Overall, the Department of Education is being asked for savings of just one per cent over the four years of the spending review. This includes reductions of a third in the back office administration, sharp cuts in building works, and the abolition of education quangos - the General Teaching Council for England, Becta, and the Qualifications and Development Agency. But universities in England are to face a 40% cut to their teaching budgets and colleges a 25% cut.

The Education Maintenance Allowance - handed to disadvantaged 16 to 19-year-olds to encourage them to continue their schooling – will also be scrapped in favour of more “targeted support”. This means that the new payment will be directed at the most needy among those who currently get the allowance.

The schools budget is being increased from £35billion to £39bn a year, and the Coalition has also pledged a spend £2.5bn on a “pupil premium” to encourage the best schools to admit pupils from poor backgrounds. In addition, the poorest children will also be given access to 15 hours worth of free childcare every week.

Although Labour’s £55bn Building Schools for the Future programme has been abolished, the Coalition has pledged to spend £15.8bn improving and refurbishing the school estate.

The teaching budget for England's universities will fall from £7.1bn to £4.2bn per year - a big reduction - but one which is lower than had been predicted by universities. The cuts will fall largely on the humanities because the government had already promised to protect science, technology and maths.

Education Secretary Michael Gove said: "The size of the deficit means we have had to make tough decisions.

"There will be many savings across the department but the coalition government is committed to improving education for all. That's why we're protecting the frontline, handing power to teachers and introducing a pupil premium for the poorest."

Christine Blower, general secretary of the National Union of Teachers, said the cuts would have a devastating impact on vital public services including education.

"The government may talk about protecting schools, but schools are not protected and nor are local authorities," she said.

"Attacks are already being made on additional education funding outside of the core schools budget, with vital front line services to schools already under threat.

"Teachers are faced with a pay freeze and cuts to pensions which mean they have to work longer for less."

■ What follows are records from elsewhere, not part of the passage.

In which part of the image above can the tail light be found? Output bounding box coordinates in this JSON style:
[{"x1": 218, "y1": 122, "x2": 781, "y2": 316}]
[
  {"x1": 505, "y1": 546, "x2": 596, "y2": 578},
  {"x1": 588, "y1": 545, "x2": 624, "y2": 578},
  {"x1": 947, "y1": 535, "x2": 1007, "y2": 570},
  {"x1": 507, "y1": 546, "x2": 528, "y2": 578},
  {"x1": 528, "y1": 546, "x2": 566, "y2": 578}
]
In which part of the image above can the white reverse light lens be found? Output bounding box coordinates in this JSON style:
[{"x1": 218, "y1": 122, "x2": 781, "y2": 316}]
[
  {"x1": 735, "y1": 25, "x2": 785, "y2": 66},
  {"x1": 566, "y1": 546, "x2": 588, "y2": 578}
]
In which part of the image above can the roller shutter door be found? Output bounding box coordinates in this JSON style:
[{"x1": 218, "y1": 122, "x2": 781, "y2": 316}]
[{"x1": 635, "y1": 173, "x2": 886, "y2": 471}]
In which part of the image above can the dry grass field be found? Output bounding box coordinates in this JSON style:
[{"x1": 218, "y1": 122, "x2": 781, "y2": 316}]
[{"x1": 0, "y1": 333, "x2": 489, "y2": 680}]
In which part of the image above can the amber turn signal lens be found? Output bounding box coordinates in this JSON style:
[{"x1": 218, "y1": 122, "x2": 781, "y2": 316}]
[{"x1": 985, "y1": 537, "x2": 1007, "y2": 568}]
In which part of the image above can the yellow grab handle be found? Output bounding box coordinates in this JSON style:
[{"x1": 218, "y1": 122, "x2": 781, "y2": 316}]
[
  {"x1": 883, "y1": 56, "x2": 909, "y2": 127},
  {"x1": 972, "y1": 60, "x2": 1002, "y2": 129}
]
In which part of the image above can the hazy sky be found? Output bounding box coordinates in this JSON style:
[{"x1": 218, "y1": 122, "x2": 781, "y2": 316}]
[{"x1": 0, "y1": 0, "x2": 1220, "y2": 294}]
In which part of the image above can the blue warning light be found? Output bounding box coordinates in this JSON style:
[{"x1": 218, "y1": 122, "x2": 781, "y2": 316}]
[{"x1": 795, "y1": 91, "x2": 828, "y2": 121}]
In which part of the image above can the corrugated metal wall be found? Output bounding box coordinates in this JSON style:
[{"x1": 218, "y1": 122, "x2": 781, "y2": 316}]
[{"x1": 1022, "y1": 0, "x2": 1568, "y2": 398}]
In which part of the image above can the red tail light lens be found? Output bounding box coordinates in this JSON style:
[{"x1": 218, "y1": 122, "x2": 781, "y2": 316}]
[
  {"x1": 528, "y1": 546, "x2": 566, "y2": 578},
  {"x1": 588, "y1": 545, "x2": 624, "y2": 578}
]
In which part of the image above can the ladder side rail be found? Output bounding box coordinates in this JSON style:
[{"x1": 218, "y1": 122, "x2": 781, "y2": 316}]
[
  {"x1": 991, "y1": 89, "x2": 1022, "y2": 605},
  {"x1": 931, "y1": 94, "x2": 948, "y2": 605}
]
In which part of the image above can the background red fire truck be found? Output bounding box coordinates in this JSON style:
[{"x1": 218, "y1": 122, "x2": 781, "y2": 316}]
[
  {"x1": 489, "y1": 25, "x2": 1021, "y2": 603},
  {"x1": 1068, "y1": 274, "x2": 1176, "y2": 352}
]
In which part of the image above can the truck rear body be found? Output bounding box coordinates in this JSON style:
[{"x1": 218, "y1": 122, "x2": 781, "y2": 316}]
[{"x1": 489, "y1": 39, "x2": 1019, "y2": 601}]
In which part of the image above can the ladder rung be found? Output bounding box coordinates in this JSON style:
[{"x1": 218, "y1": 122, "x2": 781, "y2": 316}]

Main Points for the Department for Education:

  • Real terms increases of 0.1 per cent in each year of the Spending Review for the 5 to 16s school budget, including a £2.5 billion pupil premium. Underlying per pupil funding will be maintained in cash terms;
  • Extending 15 hours a week of early years education and care to all disadvantaged two year olds from 2012-13, and maintaining the universal entitlement to 15 hours for all three and four year olds implemented by the Coalition Government;
  • Sure Start services will be maintained in cash terms, including new investment in Sure Start health visitors, and Sure Start will be refocused on its original purpose of improving the life chances of disadvantaged children;
  • £15.8 billion of capital funding over the Spending Review period. The Government will rebuild or refurbish over 600 schools from the Building Schools for the Future (BSF) and Academies programme. The decision to end BSF will allow new capital to be focused on meeting demographic pressures and addressing maintenance needs; and
  • Overall resource savings in DfE’s non-schools budget of 12 per cent in real terms by 2014-15, contributing to overall DfE savings of 3 per cent in real terms. This will be achieved by cutting administration and back offce costs, reducing 16 to 19s unit costs, focusing the support currently provided by Education Maintenance Allowances (EMAs) on the most disadvantaged children in the context of raising the participation age to 18, and rationalising and ending centrally directed programmes for children, young people and families.